In a large skillet or Dutch oven, heat the olive oil and butter over medium heat.
Add the sliced onions and sprinkle with a pinch of salt. Cook, stirring occasionally, for about 15-20 minutes, until the onions are caramelized and golden brown.
Add the minced garlic to the onions and cook for another minute until fragrant.
Increase the heat to medium-high and add the sliced beef to the skillet. Season with salt, pepper, thyme, and Worcestershire sauce. Sear the beef for about 5-7 minutes until browned, stirring occasionally.
Pour in the beef broth and bring the mixture to a simmer. Reduce heat to low and let simmer for 15-20 minutes, allowing the flavors to blend.
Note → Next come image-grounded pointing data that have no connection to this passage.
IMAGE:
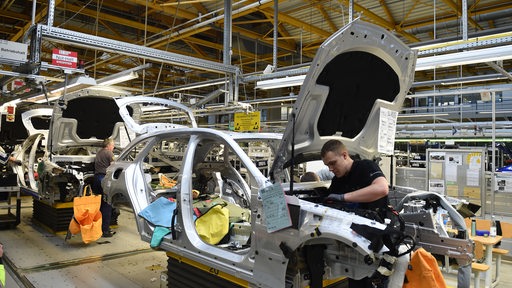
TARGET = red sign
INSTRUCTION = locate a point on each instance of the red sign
(64, 58)
(11, 111)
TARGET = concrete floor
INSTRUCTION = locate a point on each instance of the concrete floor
(43, 259)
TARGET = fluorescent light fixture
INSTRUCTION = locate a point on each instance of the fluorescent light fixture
(422, 115)
(281, 82)
(496, 112)
(465, 58)
(117, 78)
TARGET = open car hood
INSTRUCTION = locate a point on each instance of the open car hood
(145, 114)
(29, 117)
(85, 118)
(351, 79)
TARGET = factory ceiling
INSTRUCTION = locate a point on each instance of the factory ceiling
(195, 29)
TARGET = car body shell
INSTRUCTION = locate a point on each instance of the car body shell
(265, 262)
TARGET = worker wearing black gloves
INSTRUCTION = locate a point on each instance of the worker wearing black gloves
(359, 184)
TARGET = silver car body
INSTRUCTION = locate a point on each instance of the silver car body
(56, 165)
(274, 259)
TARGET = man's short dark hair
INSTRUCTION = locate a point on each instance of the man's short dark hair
(107, 141)
(335, 146)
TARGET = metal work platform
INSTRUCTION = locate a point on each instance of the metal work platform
(35, 257)
(9, 207)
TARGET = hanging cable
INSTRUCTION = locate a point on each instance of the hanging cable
(166, 46)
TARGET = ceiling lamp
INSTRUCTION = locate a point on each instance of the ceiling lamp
(281, 82)
(465, 58)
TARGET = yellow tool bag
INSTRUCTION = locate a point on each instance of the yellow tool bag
(87, 216)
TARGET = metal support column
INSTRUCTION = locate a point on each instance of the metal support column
(228, 50)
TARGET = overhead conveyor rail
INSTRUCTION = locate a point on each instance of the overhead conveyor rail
(105, 44)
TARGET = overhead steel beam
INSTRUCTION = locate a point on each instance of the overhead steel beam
(104, 44)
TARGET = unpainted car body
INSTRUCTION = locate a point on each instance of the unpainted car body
(339, 100)
(56, 165)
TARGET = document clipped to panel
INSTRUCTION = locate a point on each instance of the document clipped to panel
(275, 208)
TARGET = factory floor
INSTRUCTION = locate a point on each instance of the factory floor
(41, 258)
(37, 257)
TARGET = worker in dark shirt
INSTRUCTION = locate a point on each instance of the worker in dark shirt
(101, 162)
(359, 184)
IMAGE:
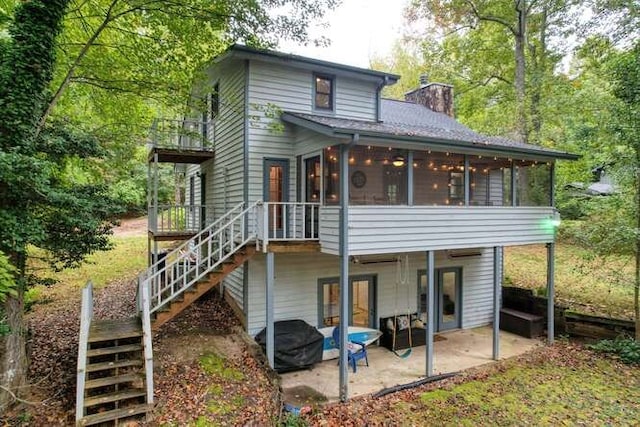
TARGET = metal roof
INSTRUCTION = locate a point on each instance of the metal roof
(407, 121)
(242, 50)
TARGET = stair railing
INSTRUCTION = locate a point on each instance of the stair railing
(86, 316)
(184, 266)
(147, 338)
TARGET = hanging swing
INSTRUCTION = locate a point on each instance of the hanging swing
(401, 280)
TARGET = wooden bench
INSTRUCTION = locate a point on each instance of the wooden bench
(520, 323)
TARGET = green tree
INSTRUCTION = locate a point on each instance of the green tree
(626, 86)
(511, 37)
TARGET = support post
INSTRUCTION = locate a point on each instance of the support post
(467, 181)
(552, 184)
(410, 182)
(430, 310)
(496, 303)
(344, 266)
(269, 298)
(514, 182)
(550, 292)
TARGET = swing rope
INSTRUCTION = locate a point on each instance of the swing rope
(401, 280)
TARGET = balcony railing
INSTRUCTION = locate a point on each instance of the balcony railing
(287, 221)
(177, 218)
(180, 134)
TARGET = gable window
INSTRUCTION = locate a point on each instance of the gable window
(215, 101)
(324, 92)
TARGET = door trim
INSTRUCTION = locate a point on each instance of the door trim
(438, 324)
(454, 324)
(373, 297)
(284, 163)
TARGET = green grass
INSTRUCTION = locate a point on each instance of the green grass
(128, 256)
(539, 395)
(560, 390)
(583, 283)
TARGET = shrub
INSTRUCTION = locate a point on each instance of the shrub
(627, 349)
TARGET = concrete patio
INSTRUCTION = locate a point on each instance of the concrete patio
(459, 350)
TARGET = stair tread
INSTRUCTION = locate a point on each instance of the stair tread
(105, 330)
(113, 350)
(117, 379)
(113, 396)
(111, 365)
(212, 278)
(114, 414)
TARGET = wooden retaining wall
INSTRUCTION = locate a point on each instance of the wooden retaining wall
(566, 322)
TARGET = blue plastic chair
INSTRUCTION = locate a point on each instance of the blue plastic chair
(355, 349)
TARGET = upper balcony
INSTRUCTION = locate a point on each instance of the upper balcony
(180, 141)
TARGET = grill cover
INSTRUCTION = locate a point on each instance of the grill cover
(298, 345)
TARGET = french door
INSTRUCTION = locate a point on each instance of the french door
(362, 292)
(448, 304)
(276, 190)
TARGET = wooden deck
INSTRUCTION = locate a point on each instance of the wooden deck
(294, 246)
(168, 236)
(180, 155)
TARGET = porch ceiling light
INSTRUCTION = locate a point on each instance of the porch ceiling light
(398, 161)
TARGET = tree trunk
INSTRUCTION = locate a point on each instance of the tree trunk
(520, 41)
(14, 358)
(538, 66)
(636, 293)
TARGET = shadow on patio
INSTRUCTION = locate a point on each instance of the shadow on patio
(453, 351)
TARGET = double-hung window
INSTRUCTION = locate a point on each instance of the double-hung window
(324, 90)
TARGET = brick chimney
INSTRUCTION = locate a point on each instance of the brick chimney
(437, 97)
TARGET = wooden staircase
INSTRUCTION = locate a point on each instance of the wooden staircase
(114, 384)
(114, 387)
(115, 358)
(211, 280)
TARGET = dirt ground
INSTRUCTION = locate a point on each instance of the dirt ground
(185, 390)
(131, 227)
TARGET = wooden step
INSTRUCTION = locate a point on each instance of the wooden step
(93, 367)
(118, 379)
(115, 396)
(113, 350)
(106, 330)
(115, 414)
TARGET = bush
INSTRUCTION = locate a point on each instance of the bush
(627, 349)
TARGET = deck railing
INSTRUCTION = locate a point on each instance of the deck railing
(177, 218)
(86, 316)
(181, 134)
(171, 275)
(287, 221)
(147, 338)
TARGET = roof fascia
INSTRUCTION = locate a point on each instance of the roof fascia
(462, 147)
(313, 126)
(245, 52)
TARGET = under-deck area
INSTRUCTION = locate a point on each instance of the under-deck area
(453, 351)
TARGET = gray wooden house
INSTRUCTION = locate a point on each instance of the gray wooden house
(309, 196)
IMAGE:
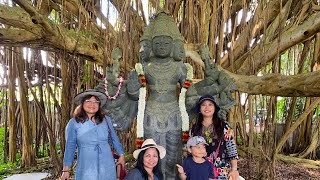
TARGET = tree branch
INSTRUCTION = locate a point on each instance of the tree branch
(280, 85)
(289, 38)
(80, 43)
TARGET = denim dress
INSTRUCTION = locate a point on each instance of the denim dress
(94, 156)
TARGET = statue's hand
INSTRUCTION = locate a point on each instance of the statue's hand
(134, 83)
(110, 75)
(205, 54)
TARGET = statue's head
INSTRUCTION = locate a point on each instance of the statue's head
(162, 31)
(179, 53)
(145, 50)
(162, 46)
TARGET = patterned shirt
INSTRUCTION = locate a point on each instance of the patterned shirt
(227, 150)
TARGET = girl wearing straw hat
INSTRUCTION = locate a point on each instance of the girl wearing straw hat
(148, 162)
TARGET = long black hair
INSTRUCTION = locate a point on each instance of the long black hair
(218, 125)
(156, 170)
(81, 116)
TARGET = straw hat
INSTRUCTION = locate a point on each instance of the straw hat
(149, 143)
(102, 97)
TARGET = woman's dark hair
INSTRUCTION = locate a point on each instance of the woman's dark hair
(81, 116)
(156, 170)
(218, 125)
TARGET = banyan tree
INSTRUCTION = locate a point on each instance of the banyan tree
(51, 50)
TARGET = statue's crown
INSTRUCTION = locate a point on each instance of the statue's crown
(162, 24)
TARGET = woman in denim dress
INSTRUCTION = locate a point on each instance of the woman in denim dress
(88, 132)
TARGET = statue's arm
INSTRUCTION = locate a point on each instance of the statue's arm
(134, 84)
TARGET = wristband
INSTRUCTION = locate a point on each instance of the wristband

While the beef mixture simmers, cook the egg noodles according to package instructions until al dente. Drain and set aside.
Once the beef mixture has thickened slightly, add the cooked noodles to the skillet, stirring to combine.
Preheat your oven's broiler.
Transfer the beef and noodle mixture to a baking dish, sprinkle the shredded Gruyère cheese on top, and place under the broiler for 2-3 minutes, or until the cheese is melted and bubbly.
Remove from the oven, let cool for a minute, and garnish with chopped parsley before serving.